Hanford Congressman David Valadao says the Gaining Responsibility on Water Act, or GROW Act will bring water to Valley farmers. Valadao is the bill’s author, and argued for its passage on the House floor using a series of large posters as slides, including a picture of a farm worker standing outside a dilapidated structure.
“This is what happens when water is allowed to flow out in the ocean as wasted,” Valadao said. “People are living in shanty towns. These are people who want to work. People who want to feed the world, and provide for their own families, and not wait for a check from the government.”
Fresno County Farm Bureau CEO Ryan Jacobsen supports the bill. He sees it as both a medium and long term fix to some of the Valley’s most pressing water issues.
“This is a very unique year,” Jacobsen said. “Top three, top two year as far as water historical records. We want to make sure that going forward, we have these allocations that are somewhat on the reliable side for the future of the Valley’s agriculture industry.”

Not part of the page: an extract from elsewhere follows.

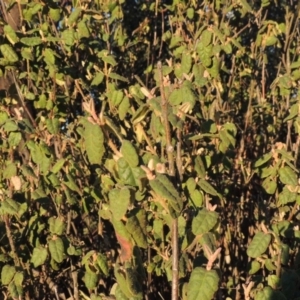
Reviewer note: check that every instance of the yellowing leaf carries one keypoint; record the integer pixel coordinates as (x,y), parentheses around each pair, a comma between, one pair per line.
(94,139)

Jacobsen and Rep. Valadao both say the GROW Act works within the Endangered Species Act. Many Democrats disagree, arguing the it fails to balance farmers needs and environmental needs.
“This legislation only prioritizes certain areas or industries instead of taking the comprehensive approach we need,” argued Sacramento Congresswoman Doris O. Matsui.
The Los Angeles Times added more on how many Democrats will fight against the vote:
Only one California Democrat, Rep. Jim Costa (D-Fresno), voted for the bill. He said he has concerns about two parts of the bill that affect his district, but he expects changes to be made in the Senate.
Rep. Jerry McNerney (D-Stockton) expects opposition from California’s senators and governor to be enough to stop the bill before it reaches President Trump.
“Every two years we fight this thing out,” McNerney said. “It’s good political theater for some colleagues, but it’s not going to get through the Senate.”
But Valadao said he thinks having a Republican president improves its chances.
“I feel really good about it. I know we’re going to have to negotiate with our senators, hopefully they’ll come to the table,” Valadao said.
The bill builds on a previous water measure that House Majority Leader Kevin McCarthy (R-Bakersfield) and Sen. Dianne Feinstein (D-Calif.) negotiated last year, McCarthy said in a video released by his office.
“This will provide more water … allow more of that water to come through the Valley where it’s needed instead of out to the ocean,” he said.
The fishing industry has also oppposed the bill.